There have also been questions about Nail's financial structure.
Jenny Cargill, a director of BusinessMap, an investment analyst company
that has produced the most comprehensive study to date of black
empowerment companies, is critical of the directors.
'It's an extraordinary amount of money,' she said. 'On what basis should
it go to the executive directors and not the shareholders?
'Nail has a responsibility as a black empowerment company partly because
Motlana used the fact that he knows Mandela to get funds.
'They used their political contacts to build their business in order to
gain access to assets. That puts them in a different position to your
average company.'
Since the end of white rule, businesses have been keen not only to
recruit blacks as directors but to see that influential blacks have a
stake in the economic system. The problem was how to make capitalists
out of people with no capital.
With an eye on the new political reality, banks lent to blacks. White
firms stumped up money to get black enterprises off the ground in return
for non -voting shares. The directors of the more successful new
companies swiftly became rich.
Among the wealthiest is Cyril Ramaphosa, the former mining union leader
who resigned as the ANC's secretary general in 1996 to join Nail. He
made millions of pounds before he was forced out this year amid a bitter
boardroom battle.
He was the source of the leak to the press which embarrassed the
remaining directors into dropping their attempt to claim the share options.
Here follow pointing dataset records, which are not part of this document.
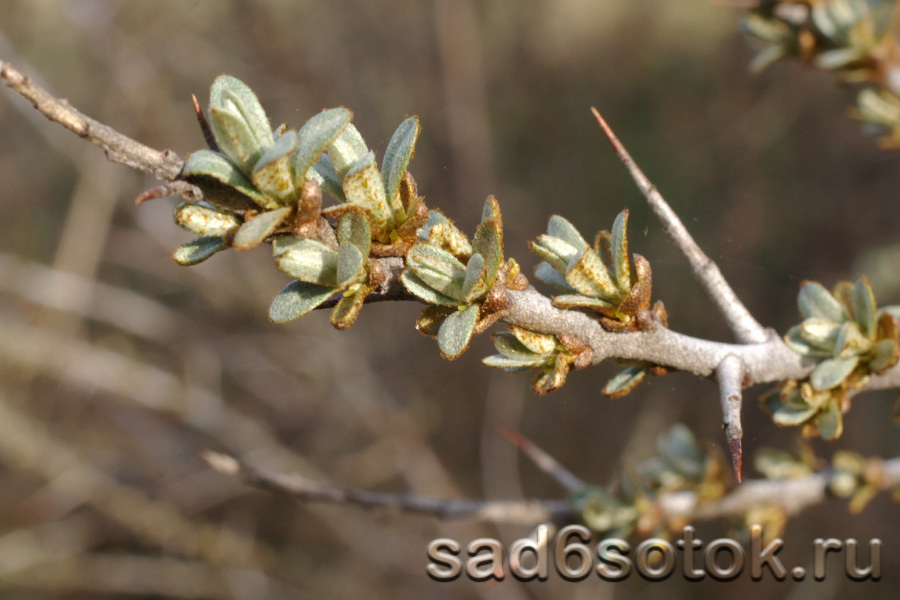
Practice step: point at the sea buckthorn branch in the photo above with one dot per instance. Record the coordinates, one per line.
(257, 185)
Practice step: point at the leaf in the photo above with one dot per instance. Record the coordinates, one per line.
(353, 228)
(456, 331)
(814, 301)
(348, 307)
(204, 165)
(296, 299)
(418, 288)
(561, 228)
(323, 172)
(272, 173)
(438, 269)
(310, 261)
(832, 371)
(864, 311)
(347, 150)
(314, 138)
(363, 187)
(205, 221)
(198, 250)
(253, 232)
(621, 266)
(625, 381)
(399, 152)
(350, 265)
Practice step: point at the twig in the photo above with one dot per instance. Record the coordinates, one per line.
(119, 148)
(745, 328)
(792, 495)
(730, 374)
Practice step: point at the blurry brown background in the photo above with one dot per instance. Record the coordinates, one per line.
(117, 366)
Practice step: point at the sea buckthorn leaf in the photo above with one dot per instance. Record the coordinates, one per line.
(456, 331)
(832, 371)
(198, 250)
(297, 299)
(205, 221)
(272, 173)
(253, 232)
(399, 152)
(814, 301)
(310, 261)
(314, 138)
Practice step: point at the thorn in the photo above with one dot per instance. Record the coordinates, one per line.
(204, 125)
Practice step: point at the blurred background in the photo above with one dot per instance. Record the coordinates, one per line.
(117, 366)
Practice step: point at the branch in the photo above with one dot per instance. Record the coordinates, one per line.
(164, 165)
(792, 495)
(746, 329)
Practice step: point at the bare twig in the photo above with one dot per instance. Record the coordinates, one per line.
(119, 148)
(745, 328)
(730, 374)
(791, 495)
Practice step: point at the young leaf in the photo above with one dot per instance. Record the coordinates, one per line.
(198, 250)
(314, 138)
(396, 159)
(296, 299)
(456, 331)
(253, 232)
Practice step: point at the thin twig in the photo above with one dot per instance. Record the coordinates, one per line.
(119, 148)
(730, 374)
(745, 328)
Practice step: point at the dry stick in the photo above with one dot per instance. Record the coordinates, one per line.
(119, 148)
(730, 374)
(791, 495)
(745, 328)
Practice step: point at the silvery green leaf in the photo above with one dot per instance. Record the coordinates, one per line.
(198, 250)
(363, 187)
(323, 172)
(850, 341)
(566, 301)
(832, 371)
(207, 164)
(272, 173)
(348, 307)
(625, 381)
(474, 271)
(353, 228)
(310, 261)
(350, 265)
(561, 228)
(589, 276)
(415, 286)
(396, 159)
(296, 299)
(205, 221)
(253, 232)
(621, 266)
(556, 251)
(512, 364)
(347, 150)
(314, 138)
(864, 311)
(830, 421)
(814, 301)
(551, 276)
(456, 331)
(438, 269)
(884, 355)
(488, 242)
(228, 91)
(539, 343)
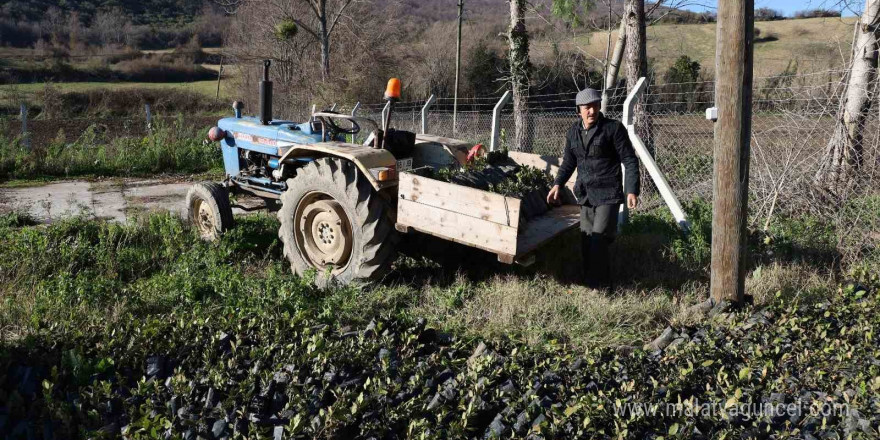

Mr Ramaphosa's former deputy in the miners' union, Marcel Golding, went
on to found the Mineworkers Investment Company, where he is reported to
have earned pounds 800,000 in share options for arranging a merger with
another company.
'Everybody focuses on the millions I make,' he said. 'It is a
substantial amount of money but it was generated because I risked my own
money to create the company.
'Two years ago it was worth 350m rand ( pounds 35m). Now it is worth
2.5bn rand.
'No one talks about the fact that we are probably going to make 300m
rand for the unions from a primary investment of 3m from the
mineworkers' union.'
The unions themselves have joined the scramble. They say globalisation
has greatly reduced their power to obtain high wages and better condi
tions, and investment is another way to fund improvements for their
members, through education bursaries and housing loans.
But there have been problems. They borrowed heavily to invest and last
year decided to sell some of their assets to reduce the cost of debt
repayment. Their plans, however, were foiled when a sharp drop in the
Johannesburg stock market meant it did not make financial sense to sell.
Some unions have run into conflicts of interest. The largest union
investment company, belonging to a major transport union, has invested
in South Africa's transport industries, raising the bizarre possibility
of the union negotiating with itself over pay and conditions.
And some union members have criticised investments in the country's
flourishing casino and gambling industry, which is seen as profiting
from the false hopes of the poor.
Furthermore, black owners do not necessarily mean a better deal for workers.
When a former Robben Island prisoner, Mzi Khumalo, took over a major
company, JCI, he was asked whether he would be sympathetic to the unions.
'I have spoken to the unions at JCI and made it clear: we are here to
run a business. I'm not for any of this brotherhood stuff," he said.
Instead JCI shed hundreds of jobs. It collapsed a few months later.
Mr Khumalo is still worth several million rand.